Aktuell gibt es in Schleswig-Holstein schätzungsweise 60 000 bis 70 000 frei lebende Straßenkatzen. Die bisher im Land durchgeführten Kastrationsaktionen – insgesamt sechs zwischen 2014 und 2018 – werden als vorbildliche Zusammenarbeit von Land, beteiligten Kommunen, Tierschutzverbänden und Tierärzteschaft angesehen. Insgesamt konnten so 14 262 Katzen, davon etwa 60 Prozent weibliche Tiere und 40 Prozent Kater, behandelt werden.

Hansestadt hält sich noch zurück

„Hier bei uns in Lübeck waren es jeweils rund 40 Katzen pro Aktion“, sagt Susanne Tolkmitt. Normalerweise kostet diese Behandlung einer Katze inklusive der Markierung durch chippen rund 140 Euro; bei einem Kater zahlt man 85 Euro. Während der Aktion verzichten Tierärzte jedoch auf ihr Honorar. Die verbleibenden Kosten werden noch von den Projektbeteiligten – so auch aus der Kommune – bezuschusst; so gibt das Land zum Beispiel allein 90 000 Euro dazu.

„Es ist aber sehr bedauerlich, dass es bei der neuesten Aktion bisher keine Finanzierungszusage aus der Lübecker Verwaltung gibt, obwohl die landesweite Kampagne schon seit anderthalb Wochen läuft. Bis jetzt gab es noch keinerlei Gespräche mit dem Senator“, berichtet die erste Vorsitzende des Tierschutzvereins.

Dabei seien unter anderem Städte wie Kiel, Itzehoe, Flensburg sowie ganz viele Gemeinden wieder dabei. „Möglicherweise regt sich ja noch etwas in der Stadt“, hat sie die Hoffnung noch nicht aufgegeben.

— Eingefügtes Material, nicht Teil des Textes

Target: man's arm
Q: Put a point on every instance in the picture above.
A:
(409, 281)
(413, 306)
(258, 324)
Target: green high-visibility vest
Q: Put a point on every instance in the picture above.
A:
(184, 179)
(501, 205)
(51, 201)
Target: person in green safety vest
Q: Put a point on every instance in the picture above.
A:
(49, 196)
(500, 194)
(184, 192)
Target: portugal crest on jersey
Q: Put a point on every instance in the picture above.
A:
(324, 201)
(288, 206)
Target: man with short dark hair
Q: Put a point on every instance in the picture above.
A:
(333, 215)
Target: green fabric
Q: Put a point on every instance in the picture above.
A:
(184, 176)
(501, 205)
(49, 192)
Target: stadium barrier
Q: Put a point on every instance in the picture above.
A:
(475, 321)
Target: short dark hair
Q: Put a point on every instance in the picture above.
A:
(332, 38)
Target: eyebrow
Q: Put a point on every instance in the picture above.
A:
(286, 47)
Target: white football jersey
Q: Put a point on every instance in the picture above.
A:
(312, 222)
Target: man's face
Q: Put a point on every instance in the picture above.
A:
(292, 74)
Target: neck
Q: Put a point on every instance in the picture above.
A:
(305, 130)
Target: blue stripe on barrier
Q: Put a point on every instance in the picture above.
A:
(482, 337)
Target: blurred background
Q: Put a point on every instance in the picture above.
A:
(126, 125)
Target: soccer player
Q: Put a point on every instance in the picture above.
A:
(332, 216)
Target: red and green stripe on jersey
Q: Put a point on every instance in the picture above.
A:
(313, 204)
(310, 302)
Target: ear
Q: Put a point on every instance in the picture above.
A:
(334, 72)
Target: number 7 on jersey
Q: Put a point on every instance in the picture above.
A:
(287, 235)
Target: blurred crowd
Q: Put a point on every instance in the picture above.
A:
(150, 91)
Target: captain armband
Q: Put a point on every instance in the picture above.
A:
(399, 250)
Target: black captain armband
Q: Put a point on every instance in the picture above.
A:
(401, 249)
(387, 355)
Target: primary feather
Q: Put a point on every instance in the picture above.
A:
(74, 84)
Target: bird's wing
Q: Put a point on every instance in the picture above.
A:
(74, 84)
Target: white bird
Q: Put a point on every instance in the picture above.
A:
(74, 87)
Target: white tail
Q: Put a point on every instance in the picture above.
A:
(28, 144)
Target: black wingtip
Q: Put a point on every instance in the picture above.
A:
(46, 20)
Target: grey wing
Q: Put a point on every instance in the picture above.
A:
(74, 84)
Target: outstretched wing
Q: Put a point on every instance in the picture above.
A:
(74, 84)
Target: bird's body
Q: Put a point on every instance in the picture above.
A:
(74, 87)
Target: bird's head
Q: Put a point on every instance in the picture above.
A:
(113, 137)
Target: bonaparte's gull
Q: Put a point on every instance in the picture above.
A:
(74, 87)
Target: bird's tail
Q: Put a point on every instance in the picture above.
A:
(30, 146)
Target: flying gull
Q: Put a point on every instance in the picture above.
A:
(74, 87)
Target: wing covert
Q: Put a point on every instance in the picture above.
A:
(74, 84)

Schließlich sei der Effekt so einer Aktion hilfreich, um das Katzenelend etwas eindämmen zu können.

Workshop für Hundefreunde

Das Tierheim Kücknitz bietet im November den Familienworkshop „Wir möchten einen Hund!“ , am Sonnabend, 16. November, sowie Sonntag, 17. November, jeweils von 10 bis 14 Uhr.

Es geht um Fragen wie „Welcher Hund passt zur Familiensituation?“, „Wieviel Zeit muss ich für einen Hund im Alltag haben?“ und „Welche Form der Beschäftigung mit Ihrem Hund würde auch Ihnen Spaß machen?“. Dieser Workshop eignet sich zum einen als Vorbereitung auf einen eigenen Hund, aber auch um den Hund und sein Verhalten besser kennenzulernen.